The project, coordinated by Rupert Mutzel (Institute of Biology, Freie Universität Berlin) and Philippe Marlière (Heurisko USA Inc.), involved researchers of the French CEA (Commissariat à l’Energie Atomique et aux Energies Alternatives) and of the Katholieke Universiteit Leuven (Belgium). As described in the latest issue of Angewandte Chemie International Edition under the title “Chemical Evolution of a Bacterium’s Genome,” the experimental work was based on a unique technology developed by Marlière and Mutzel enabling the directed evolution of organisms under strictly controlled conditions. Large populations of microbial cells are cultured for prolonged periods in the presence of a toxic chemical – in this case 5-Chlorouracil- at sublethal levels, thereby selecting for genetic variants capable of tolerating higher concentrations of the toxic substance.
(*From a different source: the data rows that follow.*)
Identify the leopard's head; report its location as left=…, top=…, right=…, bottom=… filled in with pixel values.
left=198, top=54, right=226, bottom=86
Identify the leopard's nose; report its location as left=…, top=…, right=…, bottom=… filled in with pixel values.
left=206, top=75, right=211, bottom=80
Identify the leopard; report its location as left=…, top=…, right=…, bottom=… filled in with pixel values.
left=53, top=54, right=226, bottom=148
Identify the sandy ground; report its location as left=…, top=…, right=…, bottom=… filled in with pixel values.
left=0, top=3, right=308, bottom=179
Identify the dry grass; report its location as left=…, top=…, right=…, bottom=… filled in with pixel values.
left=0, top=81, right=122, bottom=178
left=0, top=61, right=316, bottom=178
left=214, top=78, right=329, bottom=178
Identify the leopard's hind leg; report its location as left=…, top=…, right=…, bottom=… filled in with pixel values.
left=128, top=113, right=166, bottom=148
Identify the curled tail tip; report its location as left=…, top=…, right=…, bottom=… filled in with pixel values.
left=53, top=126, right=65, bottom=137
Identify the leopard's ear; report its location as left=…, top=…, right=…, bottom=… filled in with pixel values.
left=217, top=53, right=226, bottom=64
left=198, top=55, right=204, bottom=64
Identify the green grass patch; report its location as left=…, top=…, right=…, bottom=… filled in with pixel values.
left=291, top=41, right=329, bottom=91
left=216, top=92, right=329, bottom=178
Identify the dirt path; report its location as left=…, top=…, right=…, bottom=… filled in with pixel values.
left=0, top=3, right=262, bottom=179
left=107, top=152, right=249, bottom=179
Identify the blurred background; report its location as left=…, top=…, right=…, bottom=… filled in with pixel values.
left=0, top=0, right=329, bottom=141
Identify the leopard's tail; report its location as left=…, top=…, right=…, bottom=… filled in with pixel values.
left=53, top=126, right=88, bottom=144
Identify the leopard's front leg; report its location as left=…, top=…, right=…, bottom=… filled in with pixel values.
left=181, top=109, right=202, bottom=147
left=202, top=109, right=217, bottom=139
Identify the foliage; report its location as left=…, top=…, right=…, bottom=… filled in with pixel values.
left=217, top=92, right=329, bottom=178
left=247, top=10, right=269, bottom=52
In response to the appearance of such variants in the cell population the concentration of the toxic chemical in the growth medium is increased, thus keeping the selection pressure constant. This automated procedure of long-term evolution was applied to adapt genetically engineered bacteria of Escherichia coli unable to synthesize the natural nucleobase thymine to grow on increasing concentrations of 5-Chlorouracil. After a culture period of about 1000 generations descendants of the original strain were obtained which used 5-Chlorouracil as complete substitute for thymine. Subsequent genome analysis revealed numerous mutations in the DNA of the adapted bacteria. The contribution of these mutations to the adaptation of the cells toward the halogenated base will be the subject of follow-up studies.
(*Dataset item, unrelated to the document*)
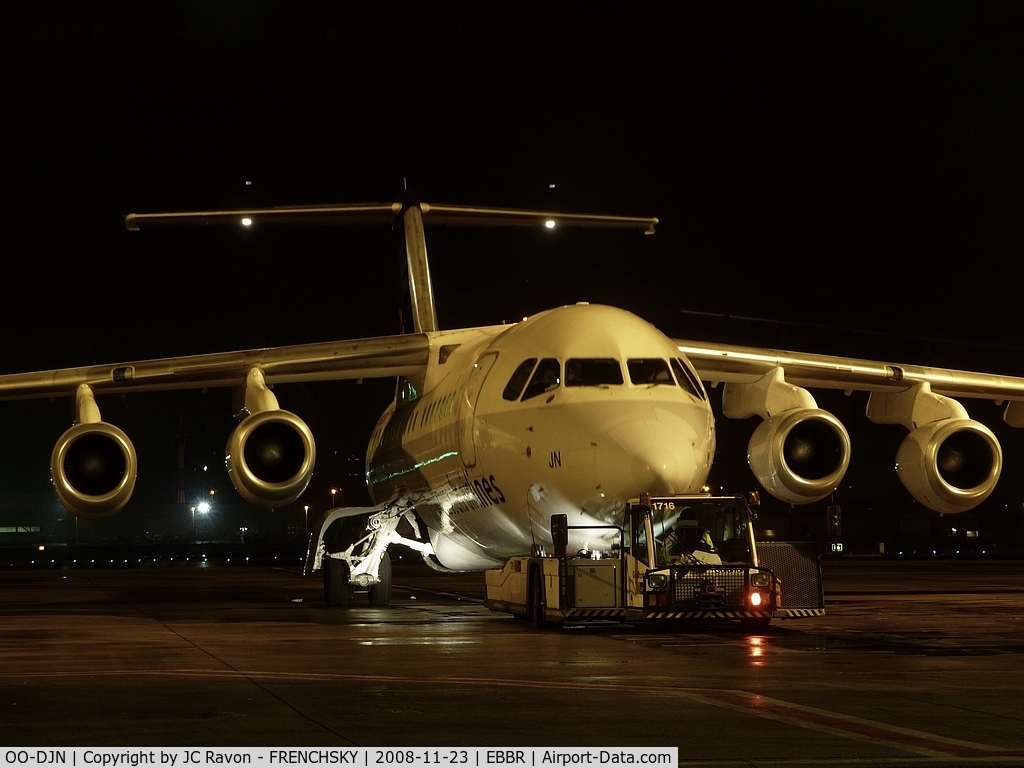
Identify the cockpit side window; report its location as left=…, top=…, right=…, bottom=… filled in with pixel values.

Besides the obvious interest of this radical change in the chemistry of living systems for basic research, the scientists consider the outcome of their work also to be of importance for “xenobiology,” a branch of synthetic biology. This young area of the life sciences aims at the generation of new organisms not found in nature harboring metabolic traits optimized for alternative modes of energy production or for the synthesis of high value chemicals. Like GMOs, such organisms are seen as a potential threat for natural ecosystems when released from their laboratory confinements, either through direct competition with wild type organisms or through diffusion of their “synthetic” DNA.
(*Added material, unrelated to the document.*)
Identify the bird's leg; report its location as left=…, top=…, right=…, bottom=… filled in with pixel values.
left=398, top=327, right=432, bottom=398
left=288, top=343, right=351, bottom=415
It is obvious that physical containment cannot prevent engineered live forms from reaching natural habitats at 100%, in the same way as radioactive isotopes leak into the surroundings of a nuclear power plant. However, synthetic organisms like those evolved by Marlière and Mutzel and their collaborators which depend on the availability of substances for their proliferation not found in nature or which incorporate non-natural building blocks in their genetic material could neither compete nor exchange genetic messages with wild type organisms, but would die in the absence of the xenobiotic.